Turkish military not ‘excluded’ from peace process: Gov’t

Turkish military not ‘excluded’ from peace process: Gov’t

Umut Erdem ANKARA
Turkish military not ‘excluded’ from peace process: Gov’t

Deputy Prime Minister Bülent Arınç speaks during a press conference. AA Photo

Deputy Prime Minister Bülent Arınç has denied that the Turkish Armed Forces (TSK) has been excluded from the Turkish government’s peace process to end the 30-year-long Kurdish issue.

Arınç’s words came in response to a motion filed by a deputy of the main opposition Republican People’s Party (CHP) based on remarks by Chief of General Staff Gen. Necdet Özel on the issue.

“The government has a policy and this policy is ongoing. We do not know the road map of the peace process. Deputy Prime Minister Beşir Atalay said their work would be sent to public institutions, but nothing has been sent [to us] yet,” Özel had said in late August, adding that he could only comment on the road map after seeing it.

In his motion, Baydar asked about the TSK’s role within the process and whether it has been excluded from the process. The question was addressed to Davutoğlu, but the response came from Arınç, who replaced Atalay in Davutoğlu’s Cabinet, formed in late August, taking over responsibility for the peace process portfolio.
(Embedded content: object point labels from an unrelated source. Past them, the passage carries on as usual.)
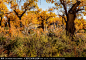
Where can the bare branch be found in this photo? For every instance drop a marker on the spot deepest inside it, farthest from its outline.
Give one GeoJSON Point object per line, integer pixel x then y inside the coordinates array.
{"type": "Point", "coordinates": [63, 17]}
{"type": "Point", "coordinates": [64, 5]}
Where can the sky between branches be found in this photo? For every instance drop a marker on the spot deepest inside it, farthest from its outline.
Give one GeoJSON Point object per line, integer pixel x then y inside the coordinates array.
{"type": "Point", "coordinates": [44, 5]}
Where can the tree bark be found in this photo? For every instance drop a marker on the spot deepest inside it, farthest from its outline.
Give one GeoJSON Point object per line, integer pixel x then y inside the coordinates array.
{"type": "Point", "coordinates": [0, 21]}
{"type": "Point", "coordinates": [71, 15]}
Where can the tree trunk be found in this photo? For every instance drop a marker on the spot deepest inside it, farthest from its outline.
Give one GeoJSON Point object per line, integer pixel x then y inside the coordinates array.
{"type": "Point", "coordinates": [0, 21]}
{"type": "Point", "coordinates": [70, 28]}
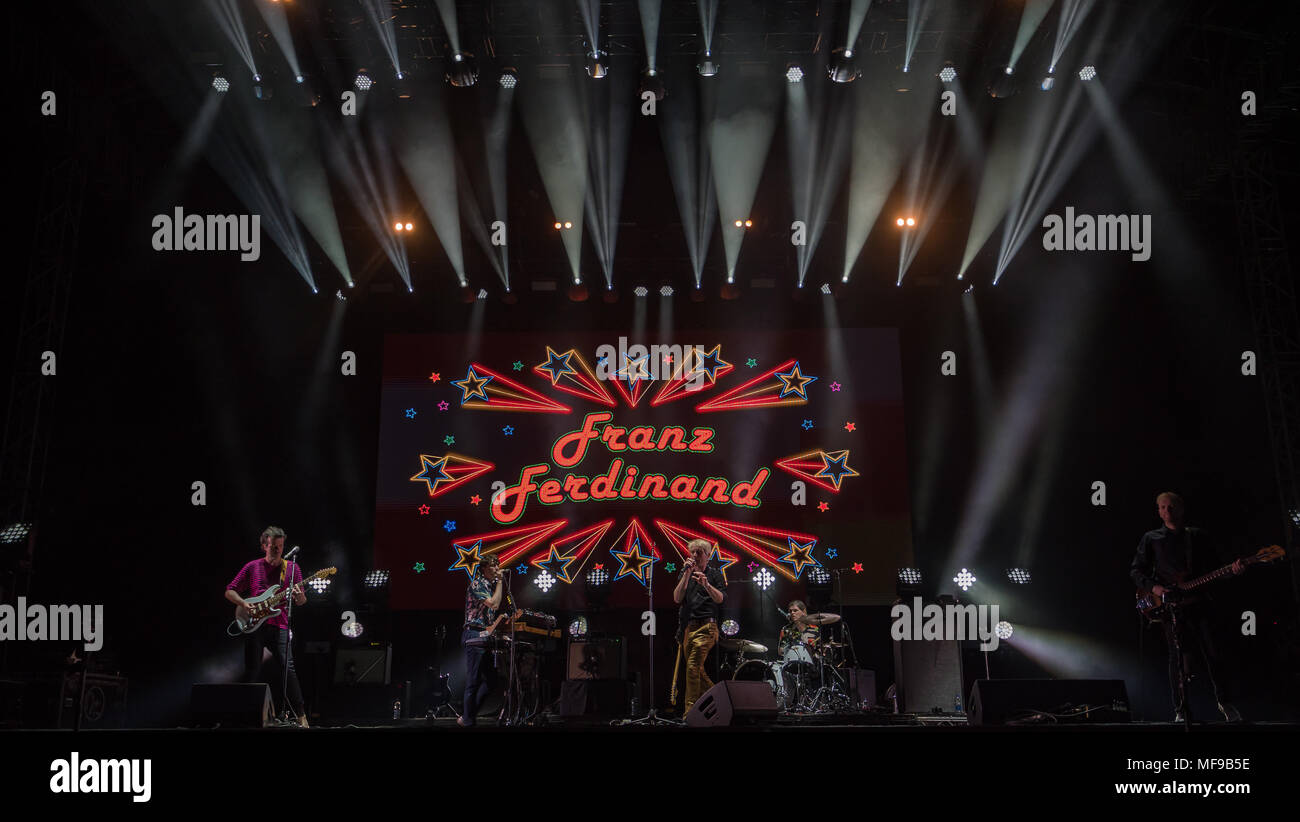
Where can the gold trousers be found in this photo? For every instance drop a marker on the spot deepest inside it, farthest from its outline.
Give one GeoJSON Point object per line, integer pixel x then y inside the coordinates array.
{"type": "Point", "coordinates": [694, 649]}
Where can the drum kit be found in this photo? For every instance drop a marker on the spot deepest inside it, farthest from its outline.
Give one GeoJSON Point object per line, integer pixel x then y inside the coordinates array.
{"type": "Point", "coordinates": [809, 676]}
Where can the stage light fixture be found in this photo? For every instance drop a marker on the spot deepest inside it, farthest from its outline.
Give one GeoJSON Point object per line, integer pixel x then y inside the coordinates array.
{"type": "Point", "coordinates": [843, 69]}
{"type": "Point", "coordinates": [577, 628]}
{"type": "Point", "coordinates": [707, 66]}
{"type": "Point", "coordinates": [463, 70]}
{"type": "Point", "coordinates": [909, 576]}
{"type": "Point", "coordinates": [965, 579]}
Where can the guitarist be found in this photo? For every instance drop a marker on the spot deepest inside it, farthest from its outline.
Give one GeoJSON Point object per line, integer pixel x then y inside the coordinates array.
{"type": "Point", "coordinates": [252, 580]}
{"type": "Point", "coordinates": [1171, 553]}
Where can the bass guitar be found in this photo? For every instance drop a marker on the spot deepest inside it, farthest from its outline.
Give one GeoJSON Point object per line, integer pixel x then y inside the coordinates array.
{"type": "Point", "coordinates": [267, 605]}
{"type": "Point", "coordinates": [1152, 605]}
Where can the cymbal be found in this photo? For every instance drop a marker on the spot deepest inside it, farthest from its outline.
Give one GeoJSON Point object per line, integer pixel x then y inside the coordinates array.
{"type": "Point", "coordinates": [822, 619]}
{"type": "Point", "coordinates": [744, 647]}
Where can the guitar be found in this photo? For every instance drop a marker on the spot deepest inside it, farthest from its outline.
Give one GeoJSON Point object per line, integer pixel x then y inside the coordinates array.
{"type": "Point", "coordinates": [1152, 605]}
{"type": "Point", "coordinates": [267, 605]}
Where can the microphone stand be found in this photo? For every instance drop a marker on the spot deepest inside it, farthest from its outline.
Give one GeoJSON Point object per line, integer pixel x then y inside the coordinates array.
{"type": "Point", "coordinates": [651, 718]}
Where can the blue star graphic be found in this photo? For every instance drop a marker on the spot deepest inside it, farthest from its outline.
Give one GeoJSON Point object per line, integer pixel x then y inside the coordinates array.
{"type": "Point", "coordinates": [836, 467]}
{"type": "Point", "coordinates": [557, 364]}
{"type": "Point", "coordinates": [433, 472]}
{"type": "Point", "coordinates": [794, 383]}
{"type": "Point", "coordinates": [472, 385]}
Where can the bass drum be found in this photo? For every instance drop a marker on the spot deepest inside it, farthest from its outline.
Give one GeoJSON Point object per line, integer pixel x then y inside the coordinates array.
{"type": "Point", "coordinates": [762, 670]}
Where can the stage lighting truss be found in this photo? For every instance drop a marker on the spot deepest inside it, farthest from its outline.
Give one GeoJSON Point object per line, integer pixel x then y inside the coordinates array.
{"type": "Point", "coordinates": [14, 533]}
{"type": "Point", "coordinates": [965, 579]}
{"type": "Point", "coordinates": [463, 70]}
{"type": "Point", "coordinates": [909, 576]}
{"type": "Point", "coordinates": [577, 628]}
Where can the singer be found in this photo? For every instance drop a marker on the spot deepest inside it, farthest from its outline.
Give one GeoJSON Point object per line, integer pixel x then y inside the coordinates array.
{"type": "Point", "coordinates": [252, 580]}
{"type": "Point", "coordinates": [700, 592]}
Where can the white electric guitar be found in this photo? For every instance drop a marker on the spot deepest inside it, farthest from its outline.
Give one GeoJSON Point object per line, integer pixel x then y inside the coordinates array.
{"type": "Point", "coordinates": [267, 605]}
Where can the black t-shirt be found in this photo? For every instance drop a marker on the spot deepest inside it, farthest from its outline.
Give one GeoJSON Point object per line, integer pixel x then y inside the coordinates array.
{"type": "Point", "coordinates": [696, 604]}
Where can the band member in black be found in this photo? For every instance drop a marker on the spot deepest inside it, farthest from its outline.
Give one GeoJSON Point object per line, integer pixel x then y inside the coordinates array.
{"type": "Point", "coordinates": [254, 579]}
{"type": "Point", "coordinates": [1170, 554]}
{"type": "Point", "coordinates": [700, 592]}
{"type": "Point", "coordinates": [482, 601]}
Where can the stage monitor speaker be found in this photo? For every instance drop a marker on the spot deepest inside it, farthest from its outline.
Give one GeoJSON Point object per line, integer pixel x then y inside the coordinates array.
{"type": "Point", "coordinates": [732, 702]}
{"type": "Point", "coordinates": [598, 658]}
{"type": "Point", "coordinates": [245, 705]}
{"type": "Point", "coordinates": [928, 674]}
{"type": "Point", "coordinates": [365, 665]}
{"type": "Point", "coordinates": [999, 701]}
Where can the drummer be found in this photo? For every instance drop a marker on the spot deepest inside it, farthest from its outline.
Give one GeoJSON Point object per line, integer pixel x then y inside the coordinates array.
{"type": "Point", "coordinates": [798, 630]}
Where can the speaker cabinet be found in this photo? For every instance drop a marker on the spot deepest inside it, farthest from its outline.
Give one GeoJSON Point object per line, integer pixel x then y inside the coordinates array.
{"type": "Point", "coordinates": [997, 701]}
{"type": "Point", "coordinates": [245, 705]}
{"type": "Point", "coordinates": [598, 658]}
{"type": "Point", "coordinates": [732, 702]}
{"type": "Point", "coordinates": [928, 674]}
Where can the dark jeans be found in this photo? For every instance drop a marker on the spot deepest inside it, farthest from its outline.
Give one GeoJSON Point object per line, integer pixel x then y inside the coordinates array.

Arınç mainly referred to Article 117 of the Constitution, which relates to the office of the Commander-in-Chief and Chief of the General Staff.

He said that “excluding the TSK from the process is out of the question,” recalling that Article 117 stipulated the functional relations and scope of jurisdiction of the Defense Ministry with regard to the Chief of the General Staff and the Commanders of the Armed Forces is regulated by law.

“Efforts concerning the resolution process are being conducted transparently and within the public’s knowledge,” Arınç said, also adding that the legal framework for the process has already been set and approved by Parliament.

In August, responding to a question on whether the military’s “red lines” have changed over the past decade on the Kurdish issue, Özel suggested there were “some differences” on the definition of “red lines” compared to 10 years ago.

“They [the government] say mothers should not cry any more. This is what we want too,” he said, while underlining that the “unity of the country” was also significant as a “red line” for the military.